The NBA has returned, well is going to return sometime, hopefully by Christmas Day. David Stern and the owners have wrung the players out to dry. It is has been an ugly affair, like all labor disputes are, but this one has been particularly odorous.
According to The Oklahoman, OKC's daily paper, an unscientific and random poll shows locals side with management. These published results are hardly a surprise given the daily paper's long and dreadful history of anti-labor propaganda. Management of the Oklahoman has considered organized labor a communist endeavor for over one hundred years. Under the previous ownership it was routine for them to send their own employees, for a fee of course, to other publishers who were battling unions in order to keep their presses working. Oklahoma Publishing's scabs for hire policy has justifiably made them an anathema with organized workers all across the land.
OPUBCO's treatment of its own employees is one of abject exploitation, arrogance and intimidation. In three separate talks with three different OPUBCO shop employees the uncoached conclusion reached by all of them was that if someone was stupid enough to try to organize a union there, that person would end up face down in ditch somewhere southwest of Hollis. No, the OPUBCO Sultans don't take kindly to workers trying to better themselves or their work conditions through legal means.
Which of course brings us back to the NBA. Apparently, at least some of the conservative fan base of the OKC Thunder, blame the players for the work stoppage. Terms like greedy millionaires and spoiled babies are being bandied about.
As always, conservatives never let a few facts get in the way of their hysterics.
This labor dispute was NOT a strike. It was a lockout. The players were not asking for more. They were just fighting to keep what the owners had given to them years ago. The entire tiresome negotiating process wasn't about Kevin Durant getting more money and benefits, it was about him keeping the money and benefits found within the contract signed by Clay Bennett and his top flight advisers.
You have to really be incompetent to lose money with a NBA franchise. Your product has to be abysmal and your management team has to have the collective sports IQ of the people in the office fantasy league. It isn't the players fault that some of owners can't run a taco stand, much less a pro sports franchise.
If we're going to point fingers here it should be at the owners who several years ago made promises they couldn't, or wouldn't keep and now want to re neg on the whole collective bargaining agreement.
Of course that argument won't phase the lower income conservatives. Long ago they bought into the argument that they are only worth what their bosses say they are worth and they should be damn glad they get that. Self loathing is part of that psyche and there is no changing it. The old, "What makes you so special?" mentality is insurmountable.
OPUBCO's ceaseless barrage of right wing fol de rol has worked wonders convincing anyone who makes an hourly wage that they have no value. And, more importantly, that anyone else who thinks they do, is part of some sort of fearsome, traitorous cabal.
It is reminiscent of the callous line used in the movie, "Gangs of New York." A well to do satrap looks over the rim of his brandy glass and says, "All we need to do is pay half the poor to kill the other half."

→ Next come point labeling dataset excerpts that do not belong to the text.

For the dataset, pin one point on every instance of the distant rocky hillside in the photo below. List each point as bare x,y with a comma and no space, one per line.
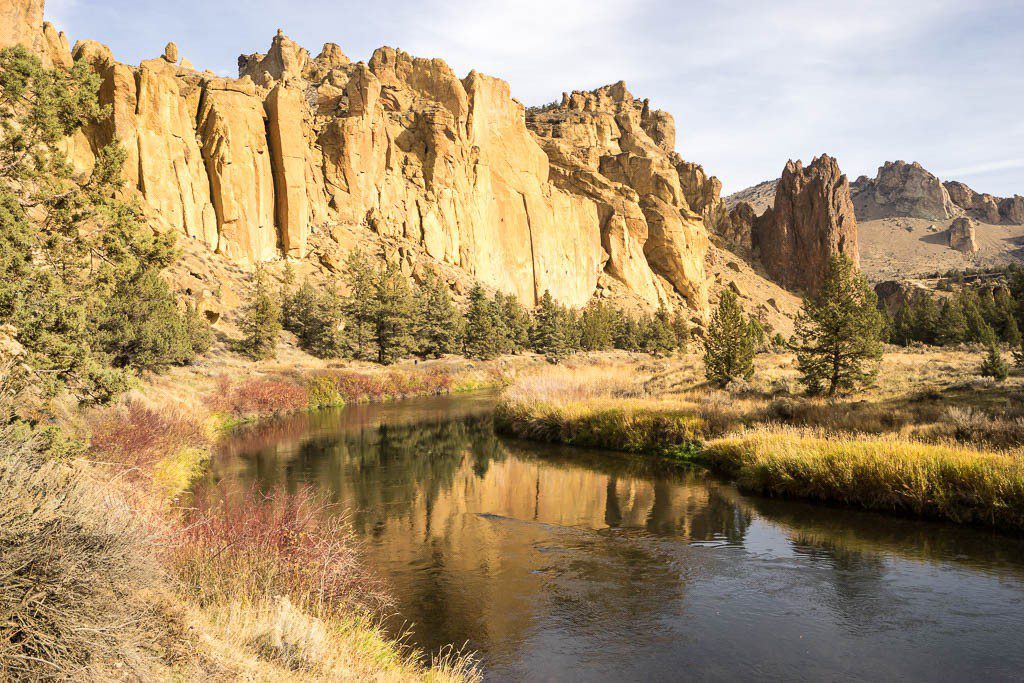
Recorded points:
910,223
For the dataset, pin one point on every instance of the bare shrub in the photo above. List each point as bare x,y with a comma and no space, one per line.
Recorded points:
73,567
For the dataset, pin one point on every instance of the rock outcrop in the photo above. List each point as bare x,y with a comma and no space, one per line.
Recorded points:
812,219
902,189
617,153
994,210
962,236
591,198
737,227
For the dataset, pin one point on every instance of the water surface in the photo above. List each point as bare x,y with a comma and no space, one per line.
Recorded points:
569,564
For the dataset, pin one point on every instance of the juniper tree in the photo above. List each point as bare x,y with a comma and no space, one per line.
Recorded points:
548,335
72,250
952,323
839,332
260,322
142,328
728,343
483,326
993,366
681,330
393,315
658,337
357,305
439,322
597,326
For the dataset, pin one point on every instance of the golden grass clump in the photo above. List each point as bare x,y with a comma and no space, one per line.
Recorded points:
890,473
74,572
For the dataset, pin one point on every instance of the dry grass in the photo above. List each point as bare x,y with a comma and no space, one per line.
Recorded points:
893,474
930,439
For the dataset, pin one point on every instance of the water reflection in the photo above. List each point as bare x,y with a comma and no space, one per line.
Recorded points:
560,563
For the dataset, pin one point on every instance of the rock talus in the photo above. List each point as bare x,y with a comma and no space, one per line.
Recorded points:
580,199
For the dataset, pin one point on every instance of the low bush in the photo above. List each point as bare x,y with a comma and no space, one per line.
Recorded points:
613,428
254,546
74,568
258,397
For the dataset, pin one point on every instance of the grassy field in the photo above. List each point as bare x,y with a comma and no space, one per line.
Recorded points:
930,439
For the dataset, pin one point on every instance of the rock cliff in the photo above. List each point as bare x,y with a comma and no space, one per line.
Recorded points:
590,199
902,189
994,210
812,219
963,236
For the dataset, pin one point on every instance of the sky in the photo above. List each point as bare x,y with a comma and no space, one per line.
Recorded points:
750,83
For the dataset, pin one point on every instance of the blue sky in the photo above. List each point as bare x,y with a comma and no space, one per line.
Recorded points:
750,83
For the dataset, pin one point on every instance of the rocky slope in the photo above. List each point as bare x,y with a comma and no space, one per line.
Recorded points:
811,218
299,154
905,220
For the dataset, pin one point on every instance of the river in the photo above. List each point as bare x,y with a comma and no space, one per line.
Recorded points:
568,564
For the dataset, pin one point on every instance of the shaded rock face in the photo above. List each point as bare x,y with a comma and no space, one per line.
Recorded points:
737,228
994,210
590,197
962,236
812,219
653,209
903,189
893,294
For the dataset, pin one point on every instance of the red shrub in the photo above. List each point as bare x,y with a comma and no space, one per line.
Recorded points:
260,397
136,436
264,545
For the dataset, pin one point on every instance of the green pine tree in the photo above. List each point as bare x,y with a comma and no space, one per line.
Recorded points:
260,322
728,344
952,323
394,315
548,335
440,323
839,332
359,279
72,251
597,326
483,328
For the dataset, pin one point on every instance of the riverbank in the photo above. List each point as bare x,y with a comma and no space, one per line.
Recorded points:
930,440
129,577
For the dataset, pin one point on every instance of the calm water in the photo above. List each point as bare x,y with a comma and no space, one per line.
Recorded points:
577,565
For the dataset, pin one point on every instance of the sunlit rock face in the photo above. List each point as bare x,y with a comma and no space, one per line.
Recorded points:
589,196
812,219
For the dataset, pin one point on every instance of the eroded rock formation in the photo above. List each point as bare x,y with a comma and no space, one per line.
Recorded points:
962,236
994,210
903,189
590,198
812,219
615,151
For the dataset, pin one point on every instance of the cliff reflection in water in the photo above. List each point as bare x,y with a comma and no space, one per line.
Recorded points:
587,565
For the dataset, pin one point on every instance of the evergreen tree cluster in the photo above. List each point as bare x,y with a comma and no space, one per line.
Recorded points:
80,272
974,314
383,317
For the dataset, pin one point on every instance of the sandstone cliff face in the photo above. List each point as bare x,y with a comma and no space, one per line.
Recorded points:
963,237
253,167
994,210
615,151
812,219
903,189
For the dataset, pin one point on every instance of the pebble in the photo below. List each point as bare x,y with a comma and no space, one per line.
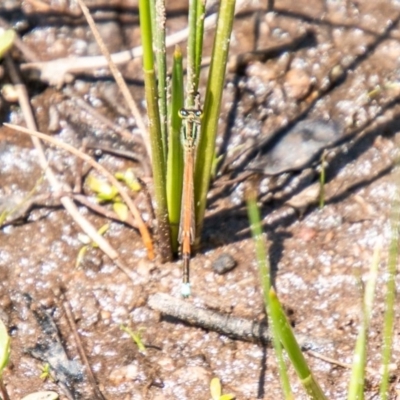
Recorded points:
297,84
224,263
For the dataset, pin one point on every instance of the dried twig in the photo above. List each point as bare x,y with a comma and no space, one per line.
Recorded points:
82,354
55,71
66,201
135,212
118,78
236,327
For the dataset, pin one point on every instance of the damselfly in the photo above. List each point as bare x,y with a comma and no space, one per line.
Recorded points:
191,120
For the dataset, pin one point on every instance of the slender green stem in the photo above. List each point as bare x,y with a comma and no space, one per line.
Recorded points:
191,55
200,14
212,105
175,152
295,354
390,294
158,18
357,380
322,180
264,271
159,162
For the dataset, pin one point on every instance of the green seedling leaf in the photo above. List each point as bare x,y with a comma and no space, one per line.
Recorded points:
6,41
44,395
81,255
45,372
135,337
228,396
87,243
216,391
215,388
130,180
4,347
215,163
3,217
104,191
101,231
121,210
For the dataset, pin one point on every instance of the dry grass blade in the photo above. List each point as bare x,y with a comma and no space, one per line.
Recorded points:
118,78
135,212
66,201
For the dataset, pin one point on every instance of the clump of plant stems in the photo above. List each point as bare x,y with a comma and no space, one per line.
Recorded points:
281,331
163,111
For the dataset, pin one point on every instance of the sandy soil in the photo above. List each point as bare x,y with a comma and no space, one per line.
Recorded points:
332,60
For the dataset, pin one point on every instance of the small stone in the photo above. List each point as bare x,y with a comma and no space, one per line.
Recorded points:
297,84
127,373
224,263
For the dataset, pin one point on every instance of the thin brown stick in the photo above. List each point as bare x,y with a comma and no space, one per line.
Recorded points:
81,350
55,71
101,118
66,201
3,390
331,360
118,78
135,212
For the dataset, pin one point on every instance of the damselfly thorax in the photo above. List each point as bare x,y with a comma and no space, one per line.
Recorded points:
191,123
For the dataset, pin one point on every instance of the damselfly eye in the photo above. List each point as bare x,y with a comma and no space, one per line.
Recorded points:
183,113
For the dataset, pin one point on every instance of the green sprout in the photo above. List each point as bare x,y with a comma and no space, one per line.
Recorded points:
45,372
108,193
6,41
88,244
136,337
216,391
5,350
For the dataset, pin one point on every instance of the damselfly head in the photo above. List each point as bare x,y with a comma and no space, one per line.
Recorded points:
188,113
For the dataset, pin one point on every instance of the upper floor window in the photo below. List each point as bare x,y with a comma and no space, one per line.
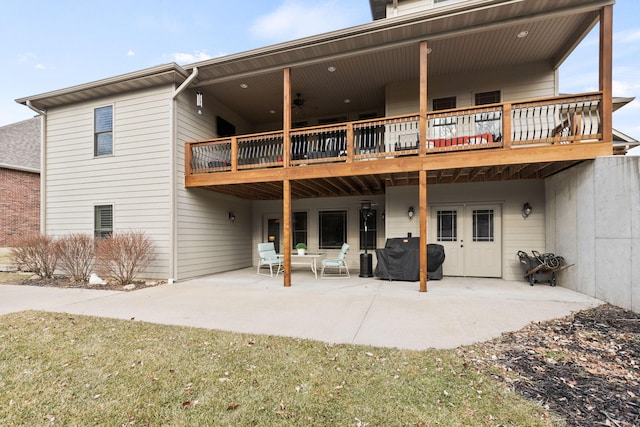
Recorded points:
103,131
490,121
443,127
483,98
103,221
444,103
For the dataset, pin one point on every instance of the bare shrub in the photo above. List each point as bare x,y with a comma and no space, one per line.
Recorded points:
37,254
123,256
76,254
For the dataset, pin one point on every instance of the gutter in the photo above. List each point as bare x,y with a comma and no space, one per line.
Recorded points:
173,216
19,168
40,112
185,84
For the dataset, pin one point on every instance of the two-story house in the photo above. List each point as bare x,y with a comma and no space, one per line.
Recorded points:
444,115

People like the ones running the NBA and OPUBCO love to depict those who criticise them as waging class warfare. In reality the critics are just pointing out that they are.
Next time you spend the weekend at home, take a vacation, work an eight hour day, or go on medical leave think about who got you these things. It certainly wasn't management. And don't think for a minute management wouldn't take all those things away from you if they could.
Kevin Durant isn't the team in OKC. Clay Bennett and his partners are the team. To them, Kevin Durant is nothing more than a jock strap and a jersey. He is, in the scheme of things, simply part of the cost of doing business. If he can be had for less, all the better.